Like every other nominee still in the running, Ethan made it to the final round backed up by a diverse list of passions and accomplishments. Ethan’s include executive vice president of Pinecrest’s Student Government Association, varsity tennis player and clarinet tutor.
He’s also set to graduate with not one but two high school diplomas as an online student at the NC School of Science and Mathematics.
With the acceptance from Princeton came a chance to keep exploring.
“I had an idea that I was going to do aerospace engineering, and that is still my plan overall, but it is by no means set in stone. I wanted to apply to places and scholarships that give me the flexibility to change my path,” Ethan said.

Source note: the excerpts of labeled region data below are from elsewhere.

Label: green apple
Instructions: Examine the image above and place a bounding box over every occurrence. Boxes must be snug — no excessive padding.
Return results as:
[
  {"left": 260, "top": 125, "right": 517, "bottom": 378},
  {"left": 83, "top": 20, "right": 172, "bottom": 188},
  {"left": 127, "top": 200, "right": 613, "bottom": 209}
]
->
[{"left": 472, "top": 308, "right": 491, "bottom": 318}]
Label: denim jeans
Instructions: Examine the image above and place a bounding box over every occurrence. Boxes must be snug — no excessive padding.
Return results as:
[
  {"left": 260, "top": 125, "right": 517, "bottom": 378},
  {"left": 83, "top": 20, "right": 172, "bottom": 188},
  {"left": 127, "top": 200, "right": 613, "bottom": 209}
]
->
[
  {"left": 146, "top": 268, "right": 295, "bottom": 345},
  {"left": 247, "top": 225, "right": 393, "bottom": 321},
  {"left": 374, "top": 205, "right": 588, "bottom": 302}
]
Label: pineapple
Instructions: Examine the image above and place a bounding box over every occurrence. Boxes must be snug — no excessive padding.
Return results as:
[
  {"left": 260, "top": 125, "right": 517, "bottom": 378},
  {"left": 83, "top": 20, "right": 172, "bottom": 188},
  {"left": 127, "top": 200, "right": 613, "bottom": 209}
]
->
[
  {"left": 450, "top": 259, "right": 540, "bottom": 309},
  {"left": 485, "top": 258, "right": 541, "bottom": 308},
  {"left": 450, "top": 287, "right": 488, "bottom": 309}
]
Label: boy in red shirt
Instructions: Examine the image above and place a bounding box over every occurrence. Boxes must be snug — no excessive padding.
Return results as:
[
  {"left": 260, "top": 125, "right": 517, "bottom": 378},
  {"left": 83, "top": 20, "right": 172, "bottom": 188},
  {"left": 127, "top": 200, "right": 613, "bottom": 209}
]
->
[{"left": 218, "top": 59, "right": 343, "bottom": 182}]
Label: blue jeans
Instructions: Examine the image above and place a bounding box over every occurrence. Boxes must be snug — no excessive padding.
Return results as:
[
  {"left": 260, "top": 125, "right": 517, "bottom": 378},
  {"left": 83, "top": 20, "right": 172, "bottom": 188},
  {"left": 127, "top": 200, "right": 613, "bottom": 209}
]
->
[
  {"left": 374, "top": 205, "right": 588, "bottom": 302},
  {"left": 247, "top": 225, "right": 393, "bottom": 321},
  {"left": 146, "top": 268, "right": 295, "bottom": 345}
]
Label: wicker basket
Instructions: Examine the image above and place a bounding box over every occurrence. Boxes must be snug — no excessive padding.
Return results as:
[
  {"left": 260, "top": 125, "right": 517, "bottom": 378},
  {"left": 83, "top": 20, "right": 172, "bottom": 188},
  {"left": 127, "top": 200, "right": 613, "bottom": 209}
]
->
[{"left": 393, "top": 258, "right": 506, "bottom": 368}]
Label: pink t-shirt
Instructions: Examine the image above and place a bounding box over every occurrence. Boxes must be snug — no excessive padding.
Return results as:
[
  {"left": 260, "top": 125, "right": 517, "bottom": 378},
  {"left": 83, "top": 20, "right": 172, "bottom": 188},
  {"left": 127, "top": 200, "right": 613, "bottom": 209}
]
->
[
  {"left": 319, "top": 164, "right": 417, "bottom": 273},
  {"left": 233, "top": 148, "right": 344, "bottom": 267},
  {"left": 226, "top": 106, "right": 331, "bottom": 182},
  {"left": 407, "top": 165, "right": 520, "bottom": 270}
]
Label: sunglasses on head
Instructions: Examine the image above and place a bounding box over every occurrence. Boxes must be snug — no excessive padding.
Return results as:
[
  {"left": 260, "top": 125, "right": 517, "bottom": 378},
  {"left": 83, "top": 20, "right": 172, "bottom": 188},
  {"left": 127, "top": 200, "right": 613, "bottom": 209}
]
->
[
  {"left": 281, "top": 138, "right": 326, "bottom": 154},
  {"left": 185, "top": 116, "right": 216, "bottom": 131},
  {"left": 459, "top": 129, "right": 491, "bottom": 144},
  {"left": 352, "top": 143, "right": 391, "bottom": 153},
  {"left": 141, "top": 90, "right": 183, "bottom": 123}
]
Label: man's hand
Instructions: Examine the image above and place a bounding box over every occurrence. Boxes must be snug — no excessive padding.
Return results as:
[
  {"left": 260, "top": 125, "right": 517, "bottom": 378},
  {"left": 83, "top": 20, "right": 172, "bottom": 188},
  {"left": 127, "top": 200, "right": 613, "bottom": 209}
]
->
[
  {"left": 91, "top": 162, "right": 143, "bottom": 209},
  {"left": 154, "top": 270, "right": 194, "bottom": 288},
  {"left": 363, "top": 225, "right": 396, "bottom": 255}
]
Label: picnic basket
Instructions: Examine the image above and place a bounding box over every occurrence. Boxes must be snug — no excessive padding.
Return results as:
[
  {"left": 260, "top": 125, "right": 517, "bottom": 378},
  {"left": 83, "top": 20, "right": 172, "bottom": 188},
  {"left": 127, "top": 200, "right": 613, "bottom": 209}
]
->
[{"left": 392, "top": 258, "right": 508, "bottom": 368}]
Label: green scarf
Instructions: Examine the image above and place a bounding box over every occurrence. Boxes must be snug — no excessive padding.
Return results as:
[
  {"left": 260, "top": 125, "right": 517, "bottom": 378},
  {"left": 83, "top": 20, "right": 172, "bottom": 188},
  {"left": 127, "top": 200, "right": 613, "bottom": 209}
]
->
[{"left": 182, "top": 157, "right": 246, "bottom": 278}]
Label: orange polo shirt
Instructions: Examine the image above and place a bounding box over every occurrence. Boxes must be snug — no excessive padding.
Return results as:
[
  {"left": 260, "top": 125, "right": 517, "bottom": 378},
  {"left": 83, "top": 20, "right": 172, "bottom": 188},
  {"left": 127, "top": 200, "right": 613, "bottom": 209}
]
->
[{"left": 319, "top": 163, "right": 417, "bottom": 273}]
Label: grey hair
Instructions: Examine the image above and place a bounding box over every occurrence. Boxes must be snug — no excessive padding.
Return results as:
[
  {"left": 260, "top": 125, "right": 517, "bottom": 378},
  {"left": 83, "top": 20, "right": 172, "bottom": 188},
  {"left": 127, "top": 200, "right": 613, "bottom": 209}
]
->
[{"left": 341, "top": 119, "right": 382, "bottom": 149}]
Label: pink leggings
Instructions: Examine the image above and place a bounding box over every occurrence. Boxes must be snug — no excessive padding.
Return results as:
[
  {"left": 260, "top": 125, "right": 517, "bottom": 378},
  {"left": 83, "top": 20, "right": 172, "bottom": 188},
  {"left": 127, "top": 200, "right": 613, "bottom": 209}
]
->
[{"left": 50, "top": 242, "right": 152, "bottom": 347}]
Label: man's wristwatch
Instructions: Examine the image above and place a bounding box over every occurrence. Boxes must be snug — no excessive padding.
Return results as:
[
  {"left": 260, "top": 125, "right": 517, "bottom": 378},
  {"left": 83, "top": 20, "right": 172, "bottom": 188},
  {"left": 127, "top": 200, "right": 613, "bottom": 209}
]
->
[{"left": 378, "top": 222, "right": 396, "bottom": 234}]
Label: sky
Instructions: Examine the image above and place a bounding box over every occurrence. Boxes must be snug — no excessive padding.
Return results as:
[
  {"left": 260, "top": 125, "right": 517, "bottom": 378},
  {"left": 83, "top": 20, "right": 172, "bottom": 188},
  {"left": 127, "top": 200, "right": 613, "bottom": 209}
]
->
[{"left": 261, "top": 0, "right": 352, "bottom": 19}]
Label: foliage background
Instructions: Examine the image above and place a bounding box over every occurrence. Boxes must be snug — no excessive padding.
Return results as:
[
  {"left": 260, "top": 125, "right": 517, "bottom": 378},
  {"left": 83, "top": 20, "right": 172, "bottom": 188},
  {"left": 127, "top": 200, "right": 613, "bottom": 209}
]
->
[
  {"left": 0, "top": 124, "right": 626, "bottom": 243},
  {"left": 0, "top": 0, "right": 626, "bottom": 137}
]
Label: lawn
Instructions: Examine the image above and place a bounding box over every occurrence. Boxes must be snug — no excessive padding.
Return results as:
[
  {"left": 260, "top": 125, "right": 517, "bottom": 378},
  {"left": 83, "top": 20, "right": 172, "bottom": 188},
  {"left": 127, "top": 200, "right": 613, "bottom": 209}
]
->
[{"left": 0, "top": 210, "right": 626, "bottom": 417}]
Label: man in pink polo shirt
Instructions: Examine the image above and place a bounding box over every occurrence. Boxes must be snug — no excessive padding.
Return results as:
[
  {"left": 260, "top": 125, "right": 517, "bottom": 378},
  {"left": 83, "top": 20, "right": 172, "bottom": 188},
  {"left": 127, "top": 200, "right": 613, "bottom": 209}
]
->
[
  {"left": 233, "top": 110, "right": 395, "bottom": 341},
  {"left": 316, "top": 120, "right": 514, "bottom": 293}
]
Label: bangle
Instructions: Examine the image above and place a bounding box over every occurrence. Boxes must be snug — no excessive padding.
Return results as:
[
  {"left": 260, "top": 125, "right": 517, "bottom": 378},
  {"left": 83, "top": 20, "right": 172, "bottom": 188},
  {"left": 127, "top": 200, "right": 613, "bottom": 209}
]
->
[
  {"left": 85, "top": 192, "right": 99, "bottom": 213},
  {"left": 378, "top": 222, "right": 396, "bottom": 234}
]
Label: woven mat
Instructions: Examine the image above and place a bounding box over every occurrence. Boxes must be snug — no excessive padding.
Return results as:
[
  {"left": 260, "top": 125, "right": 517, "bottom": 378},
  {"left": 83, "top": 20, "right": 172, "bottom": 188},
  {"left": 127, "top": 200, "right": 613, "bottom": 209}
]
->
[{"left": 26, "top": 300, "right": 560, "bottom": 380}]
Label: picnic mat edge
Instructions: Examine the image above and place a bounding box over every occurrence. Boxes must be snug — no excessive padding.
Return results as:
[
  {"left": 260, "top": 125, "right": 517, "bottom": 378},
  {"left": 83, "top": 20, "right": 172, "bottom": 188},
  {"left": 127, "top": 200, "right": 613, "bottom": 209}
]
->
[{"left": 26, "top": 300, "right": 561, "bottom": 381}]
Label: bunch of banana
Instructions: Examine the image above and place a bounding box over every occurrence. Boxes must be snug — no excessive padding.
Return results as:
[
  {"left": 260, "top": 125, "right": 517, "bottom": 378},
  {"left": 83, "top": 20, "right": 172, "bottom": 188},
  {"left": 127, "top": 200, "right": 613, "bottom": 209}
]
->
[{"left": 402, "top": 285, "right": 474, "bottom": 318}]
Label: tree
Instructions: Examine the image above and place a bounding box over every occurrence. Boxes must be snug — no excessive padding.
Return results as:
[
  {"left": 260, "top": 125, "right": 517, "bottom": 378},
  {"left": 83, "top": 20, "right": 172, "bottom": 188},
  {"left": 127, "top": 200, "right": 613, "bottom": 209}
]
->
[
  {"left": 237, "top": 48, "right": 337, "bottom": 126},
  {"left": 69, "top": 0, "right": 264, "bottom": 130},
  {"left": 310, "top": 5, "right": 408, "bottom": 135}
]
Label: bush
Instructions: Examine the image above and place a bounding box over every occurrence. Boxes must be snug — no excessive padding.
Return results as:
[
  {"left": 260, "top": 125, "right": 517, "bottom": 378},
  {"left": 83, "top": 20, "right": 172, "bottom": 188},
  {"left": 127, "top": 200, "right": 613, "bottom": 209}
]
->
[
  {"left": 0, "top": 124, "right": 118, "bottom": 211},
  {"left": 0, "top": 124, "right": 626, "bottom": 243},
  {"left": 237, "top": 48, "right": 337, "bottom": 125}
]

“Princeton at its heart is a liberal arts school so they’re going to give you a liberal arts education: humanities, science, philosophy, what have you. At the end of the day most engineering-oriented schools aren’t structured like that.”
Ethan went through interviews for the Park scholarship, Princeton and MIT in the course of applying to six colleges this past fall. Throughout the process he found that the Park program sought the same qualities in students as the world’s most prestigious universities.
“When I approached the process of applications I knew that they were kind of looking for someone who had a sense of community and collectivism, valuing other people over yourself,” he said.
“Every application is slightly different, every interview is going to ask you specific questions, but I would say the overarching idea and structure are pretty similar across the board.”